One of this season's episodes of "Desperate Housewives" had Lynette Schiavo, played by Felicity Huffman, going for a job interview after six or seven years of being out of the ad business.
While waiting in the lobby, she phones to see if there have been any callbacks on the other six interviews she's already had. None.
Then, as she sits, she overhears two young women around 30 talking about how old they're getting.
"In this business, after 35, they take you out and they shoot you in the face," says one.
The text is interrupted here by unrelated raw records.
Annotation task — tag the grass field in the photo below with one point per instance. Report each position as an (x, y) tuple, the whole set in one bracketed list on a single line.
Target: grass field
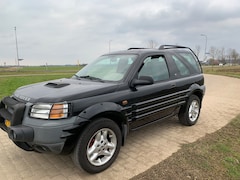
[(231, 71)]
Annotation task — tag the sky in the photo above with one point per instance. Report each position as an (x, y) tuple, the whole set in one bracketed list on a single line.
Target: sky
[(59, 32)]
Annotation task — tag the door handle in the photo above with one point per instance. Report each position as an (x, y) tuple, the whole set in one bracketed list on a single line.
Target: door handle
[(173, 85)]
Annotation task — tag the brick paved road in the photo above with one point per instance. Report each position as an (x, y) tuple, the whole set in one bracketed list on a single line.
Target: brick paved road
[(144, 148)]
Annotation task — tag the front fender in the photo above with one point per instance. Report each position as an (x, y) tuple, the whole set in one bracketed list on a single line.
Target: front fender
[(99, 108)]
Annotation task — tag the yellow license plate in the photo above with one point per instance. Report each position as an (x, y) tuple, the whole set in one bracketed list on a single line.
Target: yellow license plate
[(7, 123)]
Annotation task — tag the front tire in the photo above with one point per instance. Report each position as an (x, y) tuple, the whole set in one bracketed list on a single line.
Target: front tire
[(98, 146), (189, 113)]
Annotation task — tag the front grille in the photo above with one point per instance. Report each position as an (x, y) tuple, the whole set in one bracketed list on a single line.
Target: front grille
[(12, 110)]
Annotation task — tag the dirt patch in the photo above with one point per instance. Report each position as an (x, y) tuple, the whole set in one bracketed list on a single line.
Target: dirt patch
[(216, 155)]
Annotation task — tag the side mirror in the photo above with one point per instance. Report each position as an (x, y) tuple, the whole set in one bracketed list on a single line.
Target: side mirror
[(142, 80)]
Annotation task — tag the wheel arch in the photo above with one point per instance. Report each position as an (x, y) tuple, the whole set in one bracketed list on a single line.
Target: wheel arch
[(108, 110)]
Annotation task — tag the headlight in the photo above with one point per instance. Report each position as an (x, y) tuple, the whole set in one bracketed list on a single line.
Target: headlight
[(49, 111)]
As Huffman, whose character is 43, passes them on her way into the interview, she tells them, "Do me a favor, if you hear a gunshot, tell my four kids I love them."
It sort of hit home.
At 53 and in the job market for the first time in 17 years, it had never occurred to me that age could be an issue until I was at an interview a few months ago.
Two of the three interviewers were around 30. When one of the younger ones asked me if I really felt I could transition back into public relations after 16 years in the newspaper business, I felt her doubt was about something more -- like, was I capable of adapting after all this time, at my age?
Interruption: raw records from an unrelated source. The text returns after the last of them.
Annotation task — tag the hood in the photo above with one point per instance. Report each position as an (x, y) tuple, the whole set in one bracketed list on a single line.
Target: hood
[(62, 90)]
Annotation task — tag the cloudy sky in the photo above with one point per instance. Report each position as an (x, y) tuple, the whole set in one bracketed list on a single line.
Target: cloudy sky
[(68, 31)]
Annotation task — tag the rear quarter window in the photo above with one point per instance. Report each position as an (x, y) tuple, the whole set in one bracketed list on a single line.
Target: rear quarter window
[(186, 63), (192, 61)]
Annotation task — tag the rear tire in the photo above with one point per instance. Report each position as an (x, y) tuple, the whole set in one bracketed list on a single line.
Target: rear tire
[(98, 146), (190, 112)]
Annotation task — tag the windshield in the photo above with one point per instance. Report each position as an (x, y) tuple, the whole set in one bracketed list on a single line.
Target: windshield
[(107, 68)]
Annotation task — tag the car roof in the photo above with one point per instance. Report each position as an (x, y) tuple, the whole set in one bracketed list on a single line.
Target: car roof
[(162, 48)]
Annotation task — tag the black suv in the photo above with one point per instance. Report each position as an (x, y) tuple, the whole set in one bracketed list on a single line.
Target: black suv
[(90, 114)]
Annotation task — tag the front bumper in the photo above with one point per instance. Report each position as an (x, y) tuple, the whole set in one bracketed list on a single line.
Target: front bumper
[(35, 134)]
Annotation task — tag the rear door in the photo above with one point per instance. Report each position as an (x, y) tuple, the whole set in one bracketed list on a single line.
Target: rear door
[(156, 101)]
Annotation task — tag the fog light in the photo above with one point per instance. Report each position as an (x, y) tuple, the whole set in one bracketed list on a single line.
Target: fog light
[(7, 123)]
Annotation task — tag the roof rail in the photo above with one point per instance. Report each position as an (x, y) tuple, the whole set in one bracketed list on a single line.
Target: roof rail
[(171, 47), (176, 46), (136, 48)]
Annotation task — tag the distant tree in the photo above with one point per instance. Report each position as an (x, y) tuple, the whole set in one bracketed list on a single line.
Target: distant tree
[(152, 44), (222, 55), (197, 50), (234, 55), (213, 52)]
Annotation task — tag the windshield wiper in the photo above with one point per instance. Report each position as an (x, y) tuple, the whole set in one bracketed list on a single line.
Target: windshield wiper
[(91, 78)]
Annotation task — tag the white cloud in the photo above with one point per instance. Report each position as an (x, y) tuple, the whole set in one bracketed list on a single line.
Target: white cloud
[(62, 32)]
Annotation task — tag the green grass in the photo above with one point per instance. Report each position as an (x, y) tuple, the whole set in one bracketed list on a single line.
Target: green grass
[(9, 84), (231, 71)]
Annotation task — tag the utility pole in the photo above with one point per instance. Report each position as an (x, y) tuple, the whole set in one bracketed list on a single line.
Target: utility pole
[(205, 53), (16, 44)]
It was the same for Huffman's character, who said later in the episode, "The bottom line is no one wants to hire someone who could have made out with their dad on prom night."
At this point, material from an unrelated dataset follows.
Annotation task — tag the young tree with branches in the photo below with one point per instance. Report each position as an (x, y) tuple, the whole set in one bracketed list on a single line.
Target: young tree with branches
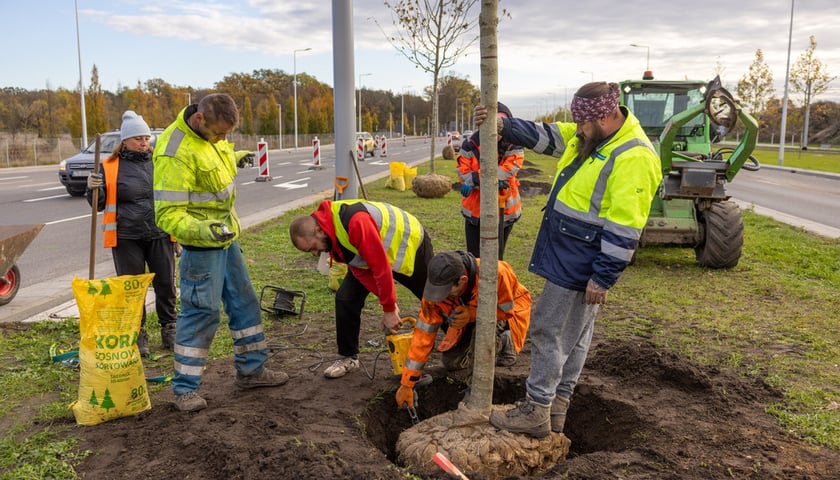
[(755, 88), (809, 76), (433, 35)]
When I ran that idea by an executive search professional here in Traverse City, though, he didn't see it that way. He suggested instead that people of any age need to get with the program. It's not about how old you are, he said, but about being current.
"People would not wear the same tux or wedding dress as they did at prom (ages ago) or even a social function from five years ago," he said. "Styles change, and people change with those styles."
Social media is exploding and if you aren't part of it, he said, you could be left behind -- especially if you are in a field where it's becoming a key communications tool.
I was thinking that being my age doesn't mean I can't catch up and on to things I never had to learn in my old job. What he's saying is don't tell them you'll catch up, just do it. Take a class. Volunteer to get hands-on experience. Now. While you're job hunting.